Quasi una fantasia, le Fêtes galantes di Verlaine-Debussy vicino Torino

Mario Bortolotto

Quali siano, o possano essere le relazioni di musica e gastronomia è questione antica, vivacemente dibattuta nei secoli: ci viene subito alla mente il menu compilato da Karl Heinz Stockhausen.

    Quali siano, o possano essere le relazioni di musica e gastronomia è questione antica, vivacemente dibattuta nei secoli: ci viene subito alla mente il menu compilato da Karl Heinz Stockhausen.

    Il rapporto ritorna, con piacevolissimo esito, in un soggiorno recente ma protetto dalle Muse, senza meno: da amici meravigliosi preparando un banchetto sublime.

    Ecco una cittadina a breve distanza dalla “regal Torino”. È regione che ne ha viste di belle (e di brutte), fatti d'arme e paci mutevoli: magari firmate in un lato e nell'altro da un Savoia e da Napoleone già in forma spavalda.

    Nella campagna luminosa si susseguono villaggi eleganti con piccole chiese barocche e, magari, uno splendido campanile, che ha tutta la grazia del rococò, senza subirne il lezio. Siamo a Poirino: ma di dove verrà quel nome desueto non sappiamo di certo. Stante il passaggio francese, non sarà stato Poirin? Suonerebbe meglio davvero. È questa una zona dove lo splendore è un dato autonomo: ancora qualche chilometro, e scopriamo come la cittadina abbia una frazione che corrisponde al nome, anche più segreto, di Banna.
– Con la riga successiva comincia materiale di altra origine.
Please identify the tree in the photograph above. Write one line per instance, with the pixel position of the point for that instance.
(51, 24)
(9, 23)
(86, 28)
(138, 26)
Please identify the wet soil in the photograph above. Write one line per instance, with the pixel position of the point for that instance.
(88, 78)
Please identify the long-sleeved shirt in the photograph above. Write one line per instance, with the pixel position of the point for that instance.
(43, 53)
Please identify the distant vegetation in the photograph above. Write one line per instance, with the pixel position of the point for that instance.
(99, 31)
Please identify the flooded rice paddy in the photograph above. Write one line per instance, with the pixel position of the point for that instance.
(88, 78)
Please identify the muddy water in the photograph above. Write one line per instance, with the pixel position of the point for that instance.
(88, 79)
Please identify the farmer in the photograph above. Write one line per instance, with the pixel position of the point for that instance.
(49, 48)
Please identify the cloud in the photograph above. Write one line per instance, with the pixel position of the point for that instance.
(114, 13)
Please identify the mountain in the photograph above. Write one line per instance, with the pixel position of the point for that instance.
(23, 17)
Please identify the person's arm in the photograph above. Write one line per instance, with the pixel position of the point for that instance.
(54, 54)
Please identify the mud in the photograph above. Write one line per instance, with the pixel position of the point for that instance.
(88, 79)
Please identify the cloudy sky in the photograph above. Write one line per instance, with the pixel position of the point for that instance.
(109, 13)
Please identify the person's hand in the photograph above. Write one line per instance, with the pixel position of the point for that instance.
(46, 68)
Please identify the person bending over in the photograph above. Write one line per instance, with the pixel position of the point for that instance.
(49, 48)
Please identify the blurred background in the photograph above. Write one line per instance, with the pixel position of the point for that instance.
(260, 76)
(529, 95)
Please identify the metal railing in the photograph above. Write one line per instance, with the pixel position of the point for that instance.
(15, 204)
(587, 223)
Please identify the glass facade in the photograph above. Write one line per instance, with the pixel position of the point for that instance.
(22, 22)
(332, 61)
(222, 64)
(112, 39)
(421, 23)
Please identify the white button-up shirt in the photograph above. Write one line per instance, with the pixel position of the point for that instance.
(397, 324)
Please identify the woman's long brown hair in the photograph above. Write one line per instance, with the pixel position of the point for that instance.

    Da alcuni anni vi si svolge una curiosa festa musicale (pensate alle Fêtes galantes di Verlaine-Debussy). Feste dovunque, anche gastronomiche. In breve, un'altra dopo le consuete; una patrona della musica, e non da oggi: Orsola Spinola e il marito Gian Luca. I quali, sette anni fa, alla musica appunto pensarono di dedicarsi. Di Mozart, di Chopin, di Brahms? Niente affatto: sibbene di giovani appartenenti all'ultima generazione. Si doveva intendersi con un maestro, ovviamente d'una generazione precedente. Il luogo sembrava, come è, ideale: un poco villa classica suburbana, un poco castello, e naturalmente castello con torre risalente – c'informano – a Carlo VIII, dilagante in Italia: ma quale architettura! E, lì accanto, una chiesa con divote pitture barocche; e poi, un'adeguata serie di stanze, e fra esse – acquisizione nuova – un auditorium, ove si sarebbero eseguite, con le partiture dei premiati, anche altre di compositori noti da tempo e, se occorre, da secoli.

    Un vastissimo giardino avvolge la fastosa dimora, affidato a uno stuolo di domestici, che sembrano anch'essi interessati alla magnifica impresa, e alla cucina! Ma in realtà tutto qui suona magico: un jardin féerique, come in Ravel all'incirca, ma con varianti: circondate da piante enormi (un ippocastano gigantesco, da sembrare eterno come un ciclope, e forse da esserlo), cascate di rose e trionfi di glicini e giaggioli.

    Se il nome Spinola (non si sa mai) non dicesse granché al lettore, cerchi di scorgerne un altro, che gli spetta: il vincitore di Breda secondo Velázquez: che, per noi, è il prototipo del gentleman.
    Naturalmente alla conclusione di ogni presenza viva arrivano (da Torino, s'intende, ma anche da Venezia, Parma, Roma, ecc.) discrete folle di entusiasti.

    È toccato quest'anno ai Neue Vocalsolisten eseguire due giovanissimi: Francesco Filidei, su richiesta della Fondazione Banna Spinola, con un madrigale (Dormo molto amore), e una ragazzina giapponese, Noriko Baba, con un enigmatico Goshu; sette altri madrigali del “maestro guida”, che era Salvatore Sciarrino, sempre squisitissimo; e, per concludere, altri sette, che vorremmo dedicati ai Marchesi, del Principe di Venosa, il tremendo Gesualdo, il tenebroso.